Dr. Damaser has been awarded several research grants from the VA as well as outside the VA, including over $1 million in funding from the National Institutes of Health, private foundations and pharmaceutical companies. She is currently one of only a handful of researchers in the world studying the effects of neuron-regenerative techniques on bladder function improvement in SCI patients. Currently, Dr. Damaser is funded by the VA to study the neuron-therapeutic effects of estrogen on injured spinal motorneurons. The long term goal of this work is to develop a short-term treatment in combination with rehabilitation exercises to accelerate neuron-regeneration and restoration of normal urinary function.
Dr. David Gater is a Principal Investigator at the Ann Arbor VA Medical Center, where he also serves as the Director of the SCI Exercise Laboratory.
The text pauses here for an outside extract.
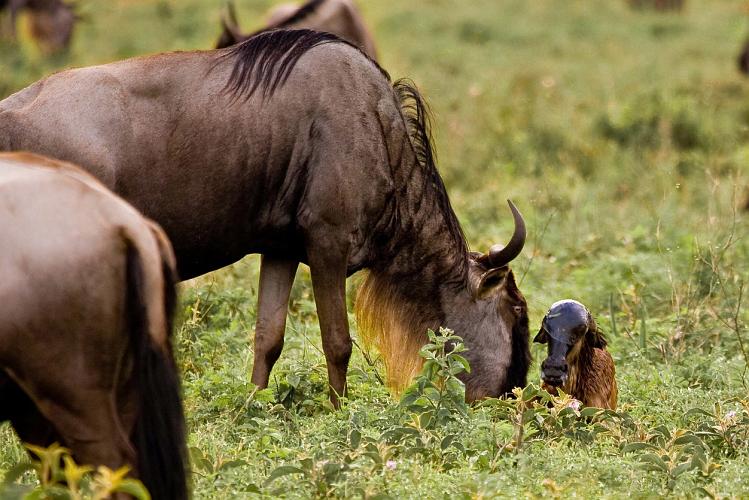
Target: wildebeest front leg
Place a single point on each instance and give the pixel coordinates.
(329, 284)
(276, 278)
In addition, he is the Medical Director of the Model Spinal Cord Injury Care System at the University of Michigan. Dr. Gater received his PhD in physiology as well as his medical degree, specializing in Physical Medicine and Rehabilitation, from the University of Arizona. Recently, Dr. Gater completed a VA Research Career Development Award during which time his research focused on the effect of exercise on glucose tolerance and body composition in SCI patients. In 2005, he was awarded a three-year grant from the VA Rehabilitation Research and Development Service to evaluate and compare the impact of lower extremity functional electrical stimulation on obesity and associated variables such as insulin sensitivity and lipid metabolism in patients with complete paraplegia.
In addition, Dr. Gater is currently a co-investigator on two other VA merit review grants, one of which is evaluating the benefits of physical activity in SCI patients, while the other is a quantitative evaluation of the effects of an implanted neuroprosthesis for standing and transfers after spinal cord injury. Finally, Dr. Gater is the principal investigator on a grant funded by the National Institute on Disability and Rehabilitation Research (NIDRR) to study the psychological and physiological aspect of menopause in women with SCI. Dr. Gater has numerous publications in scientific journals as well as book chapters on exercise therapies for patients with spinal cord injuries.